Turbo vw 07-18-2008 10:05 PM

it wasnt that thay loced up it was i was running out of rad to git slow enuf to make the tern

vex 07-18-2008 10:51 PM

Quote:

Originally Posted by Turbo vw (Post 34726)
it wasnt that thay loced up it was i was running out of rad to git slow enuf to make the tern

You're comparing apples to oranges. The 300zx weighs an impressive: 3300-3500lbs (z32) Compare that with the FC which tips the scales at: 2625-3071lbs. You suddenly don't have an extra 229-875lbs to stop. Not to mention other things to consider (Place on the torque curve, power at the wheels, speed, etc). Automatically you'd have to start scrubbing speed alot sooner than you would with an FC, and that's just based on weight.

If you want to spend the money, you can get a 6-piston big brake kit for a little over 2g's. That's just for the front set though. That includes slotted/drilled rotors and the calipers. On top of that you have to figure out the rear as installing those will not only increase your weight but also throw off your braking balance.

Honeslty speaking however, the 4-pot brake system on the FC's are already quite impressive for stock-moderate power levels. But have you set your final goal with power? What are you attempting to do?

85rx-7gsl-se 07-18-2008 11:05 PM

Quote:

Originally Posted by Max777 (Post 34715)
Good point, the 300ZX is a pig and over uses the brakes. the same brakes on the FC would be a lot better. the FC weighs 3000lbs for the vert, so that is either 500~800 LBS lighter than 300ZX depending on model. (or was it the supra that weighed 3800?)

I think you are thinking 3000GT VR4. Supras are around 3500lbs.

Turbo vw 07-18-2008 11:19 PM

Quote:

Originally Posted by vex (Post 34747)
You're comparing apples to oranges. The 300zx weighs an impressive: 3300-3500lbs (z32) Compare that with the FC which tips the scales at: 2625-3071lbs. You suddenly don't have an extra 229-875lbs to stop. Not to mention other things to consider (Place on the torque curve, power at the wheels, speed, etc). Automatically you'd have to start scrubbing speed alot sooner than you would with an FC, and that's just based on weight.

If you want to spend the money, you can get a 6-piston big brake kit for a little over 2g's. That's just for the front set though. That includes slotted/drilled rotors and the calipers. On top of that you have to figure out the rear as installing those will not only increase your weight but also throw off your braking balance.
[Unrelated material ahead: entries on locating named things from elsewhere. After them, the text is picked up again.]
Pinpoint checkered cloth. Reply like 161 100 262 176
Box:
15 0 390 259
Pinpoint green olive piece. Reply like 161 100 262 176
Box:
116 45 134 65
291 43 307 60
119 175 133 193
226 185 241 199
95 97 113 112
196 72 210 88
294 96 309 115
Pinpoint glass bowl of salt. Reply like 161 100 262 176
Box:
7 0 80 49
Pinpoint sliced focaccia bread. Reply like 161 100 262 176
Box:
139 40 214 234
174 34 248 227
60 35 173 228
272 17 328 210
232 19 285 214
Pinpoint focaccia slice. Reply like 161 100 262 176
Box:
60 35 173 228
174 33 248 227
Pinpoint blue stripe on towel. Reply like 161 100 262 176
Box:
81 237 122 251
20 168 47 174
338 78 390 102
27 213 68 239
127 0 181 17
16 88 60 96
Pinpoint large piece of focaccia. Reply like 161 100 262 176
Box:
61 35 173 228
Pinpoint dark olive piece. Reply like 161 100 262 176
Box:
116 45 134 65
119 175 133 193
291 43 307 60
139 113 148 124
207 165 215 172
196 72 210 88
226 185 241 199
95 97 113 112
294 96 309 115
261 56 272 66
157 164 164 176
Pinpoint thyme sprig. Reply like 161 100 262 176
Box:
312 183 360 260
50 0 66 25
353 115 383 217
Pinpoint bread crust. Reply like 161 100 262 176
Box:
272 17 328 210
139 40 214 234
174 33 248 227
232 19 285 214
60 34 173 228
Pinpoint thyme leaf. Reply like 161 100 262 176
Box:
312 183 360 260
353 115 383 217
Honeslty speaking however, the 4-pot brake system on the FC's are already quite impressive for stock-moderate power levels. But have you set your final goal with power? What are you attempting to do?
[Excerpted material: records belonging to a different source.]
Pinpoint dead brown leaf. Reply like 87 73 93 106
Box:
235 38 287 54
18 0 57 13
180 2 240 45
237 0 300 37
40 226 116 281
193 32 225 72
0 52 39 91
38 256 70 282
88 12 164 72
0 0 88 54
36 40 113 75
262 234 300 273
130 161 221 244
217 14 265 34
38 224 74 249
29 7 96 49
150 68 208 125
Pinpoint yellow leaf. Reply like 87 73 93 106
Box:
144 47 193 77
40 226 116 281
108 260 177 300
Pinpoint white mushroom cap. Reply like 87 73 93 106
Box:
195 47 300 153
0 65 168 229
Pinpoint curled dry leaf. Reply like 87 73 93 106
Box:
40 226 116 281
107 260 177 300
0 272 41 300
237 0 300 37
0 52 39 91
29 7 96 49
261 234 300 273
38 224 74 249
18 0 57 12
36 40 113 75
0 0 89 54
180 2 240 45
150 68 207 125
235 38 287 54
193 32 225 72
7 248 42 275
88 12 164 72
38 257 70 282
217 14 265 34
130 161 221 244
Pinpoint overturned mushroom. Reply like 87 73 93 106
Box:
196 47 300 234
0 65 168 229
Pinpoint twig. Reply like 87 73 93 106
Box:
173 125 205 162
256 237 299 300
if and when i do do a big brake kit im not going to buy some after market kit i will make it my self in oregnal post i was basickly asking if any one has made a big brake kit and what thay have used and if i can git a diragram of there brakets for the calapers and what not but like iv sed 3 or 4 times not to woried about having a big brake kit right know more looking at the motor the only reson it keeps comming up is becouse you all keep branging it up

Turbo vw 07-18-2008 11:21 PM

Quote:

Originally Posted by 85rx-7gsl-se (Post 34751)
I think you are thinking 3000GT VR4. Supras are around 3500lbs.

i wonder if i can git my cobra/3000gt brake set up off my talon to work on the FC lol

Max777 07-18-2008 11:51 PM

Oh, ok... thanks then... I remember one of the cars from "that" club being around ~3800lbs :D

PS: "That club" incudes the Skyline GTR, GTO VR4, Supra TT, and the 300ZX TT.

These were all Grand Touring "monster" cars that came with bigger engines, and twin turbos.

classicauto 07-19-2008 07:52 AM

FWIW, better tires will stop you faster.

I used to lock up the tires on my S4 N/A single piston setup qutie a bit at the track if I was getting jumpy on the brake pedal. With good compound, slightly wider tires, the brakes were able to work much more to slow the car down...

Another thing to keep in mind if you're planning on going ahead with the BBK, is the size ratio of master cylinder to caliper piston bore. You'll want to retain the same ratio as stock to keep the pedal feel and not make it spongey, or drastically increase the effort.